The Fourth of July is an attractive symbol to potential terrorists and Americans should take extra care on the national holiday, Secretary of State Colin Powell said Sunday.

"There have been a variety of ... intelligence reports that suggest we ought to be especially vigilant as we go into the Fourth of July season," Powell said.

The FBI plans to monitor and protect major Independence Day parades and festivities as a precaution against an attack. The bureau also has issued a law enforcement bulletin asking police to be on heightened alert even though no specific new intelligence suggests an attack.

The bureau chose not to make the warning public since it was vague and there are fears Americans might be suffering from "threat fatigue" after a series of nonspecific warnings in past months, The New York Times reported.
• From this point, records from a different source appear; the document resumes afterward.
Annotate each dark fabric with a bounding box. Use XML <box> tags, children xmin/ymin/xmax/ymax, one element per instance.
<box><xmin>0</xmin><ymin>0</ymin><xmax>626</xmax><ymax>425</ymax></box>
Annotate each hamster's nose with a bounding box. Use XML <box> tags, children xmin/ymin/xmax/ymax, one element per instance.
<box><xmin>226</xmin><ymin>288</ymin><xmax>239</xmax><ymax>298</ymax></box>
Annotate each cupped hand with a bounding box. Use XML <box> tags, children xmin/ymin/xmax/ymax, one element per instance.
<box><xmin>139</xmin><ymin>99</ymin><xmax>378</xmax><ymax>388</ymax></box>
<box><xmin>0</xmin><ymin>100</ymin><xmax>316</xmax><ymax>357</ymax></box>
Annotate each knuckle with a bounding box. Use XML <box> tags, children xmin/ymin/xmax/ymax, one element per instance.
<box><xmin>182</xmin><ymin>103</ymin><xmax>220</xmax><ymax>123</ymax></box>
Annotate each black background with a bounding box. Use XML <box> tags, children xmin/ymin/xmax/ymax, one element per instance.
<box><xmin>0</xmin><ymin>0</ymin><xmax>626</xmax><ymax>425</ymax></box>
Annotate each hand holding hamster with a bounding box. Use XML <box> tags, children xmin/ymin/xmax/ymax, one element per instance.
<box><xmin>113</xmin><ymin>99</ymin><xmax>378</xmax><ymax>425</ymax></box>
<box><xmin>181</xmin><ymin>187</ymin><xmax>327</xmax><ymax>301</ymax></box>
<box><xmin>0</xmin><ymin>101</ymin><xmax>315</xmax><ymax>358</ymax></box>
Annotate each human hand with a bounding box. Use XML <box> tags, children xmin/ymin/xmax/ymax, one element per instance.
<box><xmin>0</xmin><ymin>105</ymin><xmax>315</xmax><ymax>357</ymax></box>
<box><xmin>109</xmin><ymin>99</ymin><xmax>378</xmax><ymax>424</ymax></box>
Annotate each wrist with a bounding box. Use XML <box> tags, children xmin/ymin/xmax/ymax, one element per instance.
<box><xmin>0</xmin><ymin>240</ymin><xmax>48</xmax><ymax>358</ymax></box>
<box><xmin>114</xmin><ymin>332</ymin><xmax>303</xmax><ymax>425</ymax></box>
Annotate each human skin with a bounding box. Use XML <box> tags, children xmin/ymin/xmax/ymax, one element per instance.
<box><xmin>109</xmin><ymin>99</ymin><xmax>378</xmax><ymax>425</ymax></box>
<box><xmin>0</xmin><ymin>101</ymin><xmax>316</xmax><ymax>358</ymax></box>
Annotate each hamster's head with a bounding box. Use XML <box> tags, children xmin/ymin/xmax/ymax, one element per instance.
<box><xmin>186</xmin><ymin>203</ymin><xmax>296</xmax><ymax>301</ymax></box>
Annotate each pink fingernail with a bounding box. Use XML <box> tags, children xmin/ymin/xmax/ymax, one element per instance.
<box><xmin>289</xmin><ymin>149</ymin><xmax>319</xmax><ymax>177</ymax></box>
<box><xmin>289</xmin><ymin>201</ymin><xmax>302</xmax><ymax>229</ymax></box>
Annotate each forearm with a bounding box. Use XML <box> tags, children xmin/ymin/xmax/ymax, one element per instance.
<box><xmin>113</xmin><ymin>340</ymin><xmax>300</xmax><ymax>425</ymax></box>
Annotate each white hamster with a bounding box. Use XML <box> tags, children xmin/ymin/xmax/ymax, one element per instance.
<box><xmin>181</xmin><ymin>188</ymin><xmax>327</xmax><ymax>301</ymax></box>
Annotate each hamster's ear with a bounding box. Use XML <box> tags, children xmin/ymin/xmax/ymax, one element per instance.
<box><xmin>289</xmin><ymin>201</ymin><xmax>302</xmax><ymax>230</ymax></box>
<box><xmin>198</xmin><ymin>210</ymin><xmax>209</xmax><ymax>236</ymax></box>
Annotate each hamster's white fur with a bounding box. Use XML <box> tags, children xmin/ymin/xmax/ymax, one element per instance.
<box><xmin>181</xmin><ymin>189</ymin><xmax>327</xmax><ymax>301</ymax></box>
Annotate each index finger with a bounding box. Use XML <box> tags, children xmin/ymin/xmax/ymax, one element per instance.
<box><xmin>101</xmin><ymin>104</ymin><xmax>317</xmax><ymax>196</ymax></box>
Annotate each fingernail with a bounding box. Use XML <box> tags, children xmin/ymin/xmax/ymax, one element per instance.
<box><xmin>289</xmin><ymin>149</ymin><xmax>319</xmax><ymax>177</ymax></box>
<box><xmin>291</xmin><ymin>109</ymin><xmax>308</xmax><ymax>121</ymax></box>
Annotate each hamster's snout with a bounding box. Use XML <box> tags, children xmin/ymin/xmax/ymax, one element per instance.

"The FBI possesses no information indicating a specific and credible terrorist threat related to the July 4 Independence Day time frame," the newspaper said the agency wrote in a message relayed on Wednesday.

"In the course of the next couple of days, we'll be meeting on a regular basis to make an assessment of any additional threats that might be coming our way," Powell said on CBS' Face the Nation.

"But I hope most Americans will go about their business and enjoy the Fourth of July. I intend to."

The president's national security adviser, Condoleezza Rice, said on CNN's Late Edition that "a lot of preparations are being made ... to try and secure obvious sites and the like."

She said Americans must realize this is the first Independence Day since the Sept. 11 attacks.

"Certainly the Fourth of July just symbolically is an important day," Rice said on NBC's Meet the Press.

"It is a time for enhanced vigilance, and we ask the help of the American people in that way."

The information about a threat is not specific, Powell said, but rather "the usual body of information and intelligence that comes forward."

He said the FBI, CIA and other agencies on the federal, state and local levels "are examining all of this carefully so that we can make sure that we are on alert but, at the same time, make sure that the American people can enjoy our national holiday."

The Associated Press contributed to this report.